The average age of those recorded is 39.21 years.


### Majority Area

In [3]:
def majority_area(data):
    # create a list for the area dicts 
    areas = {}
    
    # iterate through everyone
    for row in data:
        # if their area is in the dict, += 1
        row_region = row['region']
        if row['region'] in list(areas.keys()):
            areas[row_region] += 1
        # else, create new dict and set at 1
        else:
            # new_region = {row_region: 1}
            areas.update({row_region: 1})
    
    # return dict with highest value
    majority_area = max(areas, key=areas.get).title()
    print(f'The area with the most insured people on record is the {majority_area}.')
    
majority_area(data)

The area with the most insured people on record is the Southeast.


### Average Difference Between Cost of Smokers/Non-Smokers

In [4]:
def diff_smoking(data):
    smokers_total = 0
    smokers_costs = 0
    non_smokers_total = 0
    non_smokers_costs = 0
    for person in data:
        if person['smoker'] == 'yes':
            smokers_total += 1
            smokers_costs += float(person['charges'])
        else: 
            non_smokers_total += 1
            non_smokers_costs += float(person['charges'])

    smokers_avg = smokers_costs / smokers_total
    non_smokers_avg = non_smokers_costs / non_smokers_total
    diff = round(smokers_avg - non_smokers_avg, 2)
    
    print(f'The average non-smoker costs ${diff} less than the average smoker.')
        
        
diff_smoking(data)


The average non-smoker costs $23615.96 less than the average smoker.


### Average age for those with kids

In [5]:
def avg_age_with_kids(data):
    with_kids_counter = 0
    with_kids_ages = 0
    for person in data:
        if person['children'] != '0':
            with_kids_counter += 1
            with_kids_ages += int(person['age'])
        else: 
            pass

    avg_age_with_kids = round((with_kids_ages / with_kids_counter), 1)
    
    print(f'The average age of persons with children is {avg_age_with_kids} years.')
        
        
avg_age_with_kids(data)


The average age of persons with children is 39.8 years.
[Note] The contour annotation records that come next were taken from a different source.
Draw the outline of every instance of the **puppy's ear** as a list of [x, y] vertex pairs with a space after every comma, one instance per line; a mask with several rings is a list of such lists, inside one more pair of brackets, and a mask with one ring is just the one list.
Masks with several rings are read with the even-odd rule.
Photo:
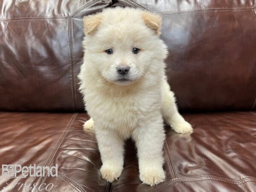
[[160, 35], [161, 34], [160, 27], [162, 24], [162, 17], [160, 15], [143, 12], [141, 13], [141, 17], [146, 25], [155, 31], [156, 34]]
[[101, 23], [102, 18], [101, 14], [84, 17], [84, 27], [85, 35], [93, 34]]

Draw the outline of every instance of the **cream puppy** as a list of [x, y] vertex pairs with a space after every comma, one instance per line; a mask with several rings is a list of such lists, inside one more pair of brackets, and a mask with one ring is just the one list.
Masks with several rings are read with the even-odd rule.
[[138, 151], [140, 178], [157, 184], [165, 178], [163, 117], [177, 133], [191, 132], [179, 113], [165, 74], [166, 46], [160, 16], [130, 8], [107, 9], [86, 17], [80, 90], [94, 128], [104, 179], [112, 182], [124, 163], [124, 143]]

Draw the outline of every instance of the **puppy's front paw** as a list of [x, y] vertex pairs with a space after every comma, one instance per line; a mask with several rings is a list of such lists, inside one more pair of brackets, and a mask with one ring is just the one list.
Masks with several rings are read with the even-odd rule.
[[140, 179], [143, 183], [153, 186], [163, 181], [165, 179], [165, 173], [163, 168], [148, 168], [146, 170], [141, 171]]
[[117, 180], [122, 169], [122, 167], [116, 166], [116, 165], [111, 166], [102, 165], [100, 171], [103, 179], [106, 180], [107, 181], [112, 183], [114, 180]]
[[93, 127], [94, 125], [94, 122], [92, 118], [90, 118], [90, 119], [86, 121], [83, 127], [84, 130], [93, 130]]
[[184, 134], [193, 132], [192, 126], [185, 120], [181, 123], [174, 125], [172, 128], [176, 133], [179, 134]]

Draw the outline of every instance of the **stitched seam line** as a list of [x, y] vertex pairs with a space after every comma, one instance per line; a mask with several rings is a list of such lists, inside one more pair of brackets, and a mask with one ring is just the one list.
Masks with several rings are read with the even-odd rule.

### Costs increase from one age to the next (by five years)

In [6]:
# highest_age = 0
# for row in data:
#     if int(row['age']) > highest_age:
#         highest_age = int(row['age'])

# print(highest_age)
# 64

In [7]:
def five_yr_increases(data):
    # set ranges in a list?
    ages = [i + 5 for i in range(20, 65, 5)]
    # make a dict for age range and avg cost
    grouped_costs = {key: 0 for key in ages}
    # print(grouped_costs)
    # {25: 0, 30: 0, 35: 0, 40: 0, 45: 0, 50: 0, 55: 0, 60: 0, 65: 0}

    # total for an age range
    # i = 0
    for i in range(len(ages) - 1):
        # totals for this age range
        total_costs = 0 
        counter = 0
        for person in data:
            if ages[i] <= int(person['age']) < ages[i + 1]:
                total_costs += float(person['charges'])
                counter += 1
        # avg for this range
        average = round((total_costs / counter), 2)
        grouped_costs.update({ages[i]: average})
                
        # print(grouped_costs)
    
        print(f'The average costs for those aged {ages[i]} to {(ages[i + 1] - 1)} was ${average}.')
        
five_yr_increases(data)

The average costs for those aged 25 to 29 was $9524.78.
The average costs for those aged 30 to 34 was $11223.89.
The average costs for those aged 35 to 39 was $12282.51.
The average costs for those aged 40 to 44 was $13922.74.
The average costs for those aged 45 to 49 was $14845.89.
The average costs for those aged 50 to 54 was $16869.02.
The average costs for those aged 55 to 59 was $16077.64.
The average costs for those aged 60 to 64 was $21248.02.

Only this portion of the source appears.